Personal information
- Born: 13 August 1995 (age 31) Liverpool, New South Wales, Australia
- Height: 183 cm (6 ft 0 in)
- Weight: 114 kg (17 st 13 lb)

Playing information
- Position: Prop
Club
| Years | Team | Pld | T | G | FG | P |
| 2017 | Canberra Raiders | 1 | 0 | 0 | 0 | 0 |
| 2020–24 | Cronulla Sharks | 75 | 8 | 0 | 0 | 32 |
| 2025– | Wests Tigers | 28 | 4 | 0 | 0 | 16 |
|  | Total | 104 | 12 | 0 | 0 | 48 |
Representative
| Years | Team | Pld | T | G | FG | P |
| 2022–25 | Māori All Stars | 4 | 0 | 0 | 0 | 0 |
| 2022–23 | Samoa | 6 | 1 | 0 | 0 | 4 |
- Source: As of 7 June 2026

= Royce Hunt =

Samoa international rugby league footballer

Royce Hunt (born 13 August 1995) is a Samoa international rugby league footballer who plays as a for the Wests Tigers in the National Rugby League (NRL).

Hunt previously played for the Canberra Raiders and Cronulla Sharks in the NRL.

==Early life==
Hunt was born in Liverpool, Sydney, and raised in Kalgoorlie. He is of Samoan, Hawaiian and Maori descent. He was educated at Kalgoorlie State High School.

Hunt played his junior rugby league for the Willagee Bears and Goldfields Titans in the Western Australia Rugby League, before being signed by the Canterbury-Bankstown Bulldogs.

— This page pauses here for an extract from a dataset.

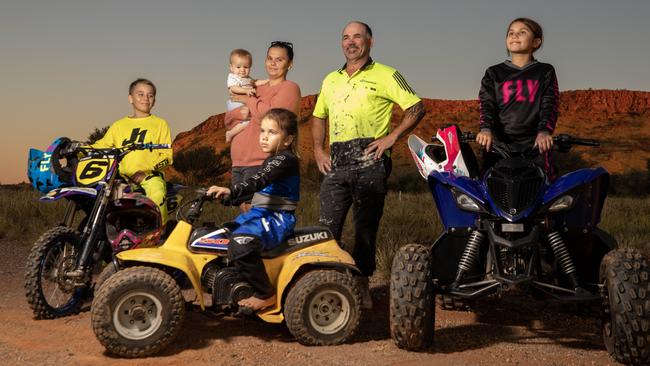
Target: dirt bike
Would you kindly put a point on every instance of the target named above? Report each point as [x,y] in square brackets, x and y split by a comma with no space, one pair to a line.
[64,260]
[140,309]
[512,230]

Arriving at Canterbury-Bankstown Bulldogs, Hunt attended Bass High School and represented the 2013 Australian Schoolboys.

==Playing career==
===Early career===
In 2014 and 2015, Hunt played for the Canterbury-Bankstown Bulldogs' NYC team. In 2016, he joined the Mount Pritchard Mounties in the Intrust Super Premiership NSW. After impressing for the Mounties, he gained a contract with the Canberra Raiders for 2017.

===2017===
In round 14 of the 2017 NRL season, Hunt made his NRL debut for Canberra against the Penrith Panthers.

===2018===
Hunt made no first grade appearances for Canberra in the 2018 NRL season instead playing for Mounties in the Canterbury Cup NSW competition.

===2019===
Hunt made no appearances for Canberra in the 2019 NRL season. Hunt instead played against for Mounties in the Canterbury Cup NSW competition as they qualified for the finals finishing in 6th place. Hunt played in Mounties elimination final loss against Newtown at Campbelltown Stadium.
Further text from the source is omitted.